The Dodd-Frank bill addresses a number of NASAA’s key issues by increasing state regulatory oversight of investment advisers; updating the accredited investor definition; incorporating a “bad boy” disqualifier to prevent securities law violators from conducting securities offerings under SEC Regulation D, Rule 506; and including state securities, banking and insurance regulators as nonvoting members of the Financial Stability Oversight Council, which will be established to identify risks to U.S. financial stability and promote market discipline. The legislation also creates a grant program for up to $500,000 for a state that has adopted the NASAA and NAIC model rules on senior designations, and includes a state securities regulator as a member of the SEC’s Investor Advisory Commission.

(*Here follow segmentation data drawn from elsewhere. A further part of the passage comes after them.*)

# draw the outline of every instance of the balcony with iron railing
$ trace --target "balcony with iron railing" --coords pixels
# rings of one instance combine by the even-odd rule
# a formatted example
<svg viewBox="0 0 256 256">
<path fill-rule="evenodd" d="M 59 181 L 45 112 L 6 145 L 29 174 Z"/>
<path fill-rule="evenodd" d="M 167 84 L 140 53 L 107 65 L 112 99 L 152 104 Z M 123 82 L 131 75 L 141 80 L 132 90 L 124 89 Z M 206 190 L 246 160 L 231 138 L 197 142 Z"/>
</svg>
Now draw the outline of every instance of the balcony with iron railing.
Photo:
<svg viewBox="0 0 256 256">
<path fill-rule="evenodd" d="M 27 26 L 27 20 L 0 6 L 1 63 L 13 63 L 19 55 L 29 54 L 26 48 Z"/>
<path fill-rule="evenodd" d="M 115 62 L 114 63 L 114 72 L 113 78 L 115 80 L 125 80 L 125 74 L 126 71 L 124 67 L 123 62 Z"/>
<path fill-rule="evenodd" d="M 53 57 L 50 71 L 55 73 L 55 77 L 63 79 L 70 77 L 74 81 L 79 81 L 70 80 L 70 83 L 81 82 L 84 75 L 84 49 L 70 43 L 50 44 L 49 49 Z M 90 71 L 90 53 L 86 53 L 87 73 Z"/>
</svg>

In two other NASAA priority areas, fiduciary duty and arbitration, the legislation shifts the focus to the SEC. “This is not a time to rest on our laurels. Our work is not complete,” Crawford said. “With the focus now shifting from the legislative process to the 67 studies and more than 200 rulemakings authorized by the legislation, our task as regulators is to now work cooperatively to ensure that the studies, rules and implementation procedures of the Dodd-Frank legislation actually help investors and strengthen investor confidence,” Crawford said.
NASAA is the oldest international organization devoted to investor protection. Its membership consists of the securities administrators in the 50 states, the District of Columbia, Puerto Rico, the U.S. Virgin Islands, Canada and Mexico.